Als Josef Achtelik 1912 „Peterchens Mondfahrt“ von Gerdt von Bassewitz vertonte, war das damals Gegenwartsliteratur. Wenn jetzt, wegen Corona um eine Spielzeit verzögert, der dirigierende Komponist Peter Leipold (geb. 1987) und seine Regie führende Librettistin Friederike Karig im Theater Erfurt „Mio, mein Mio“ als abendfüllende Kinderoper zur Uraufführung bringen, widmen sie sich einem Klassiker. „Mio, mein Mio“ von Astrid Lindgren erschien 1954 und bediente sich an Motiven aus „Prinz Florestan oder die Geschichte vom Riesen Bam-Bam und der Fee Viribunda“ von Anna Maria Roos (1908).

Ein Stoff, bei dem nichts schief gehen kann: Der von seinen Zieheltern mies behandelte Mio gerät in ein Zauberreich, wo er seinen königlichen Vater trifft, dessen Feinde schlägt und einen echten Freund gewinnt.

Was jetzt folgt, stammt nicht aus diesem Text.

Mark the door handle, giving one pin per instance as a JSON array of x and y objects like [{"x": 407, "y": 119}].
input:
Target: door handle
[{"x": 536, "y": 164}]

Ein Opernstoff, aus dem die Träume sind – Lindgrens strophische Wortreihungen eignen sich bestens zur Vertonung. Zudem geht es bei der schwedischen Kinderbuchautorin um ein Reich, in dem Musik schwingt und das deshalb für die Musik einer Oper sogar Regieanmerkungen bereithält. Peter Leipold lässt sich mit Mut und Demut darauf ein. Einerseits überträgt er Lindgrens Formstrukturen in seine Motivik und Vokalsätze. Er findet die genau richtige Ebene dafür, dass er mit kompositorischen Autonomiedemonstrationen die Strukturen der Vorlage nicht vernichtet. Aber andererseits lässt er seine Kreativität durch diesen künstlerischen und formalen Respekt vor Lindgren auch nicht fesseln.

Die Hauptfiguren Mio und Jum-Jum sind bei dieser Uraufführung eine vielleicht gar genderfluid denkbare Fortsetzung von „Hänsel und Gretel“. Die Sängerinnen müssen sich mit im Idealfall leichten Stimmen gegen hochschlagende Orchesterwogen stählen wie Engelbert Humperdincks Protagonisten im fälschlicherweise als ideale Kinderoper bezeichneten Märchenspiel. Daniela Gerstenmeyer (Mio in hoher Sopranlage) und Katja Bildt (Jum-Jum) zeigen sich Leipolds beträchtlichen Anforderungen vollauf gewachsen. Weil sie das tun, werden die vom Komponisten gar nicht verschwiegenen Analogien zu „Hänsel und Gretel“ noch deutlicher.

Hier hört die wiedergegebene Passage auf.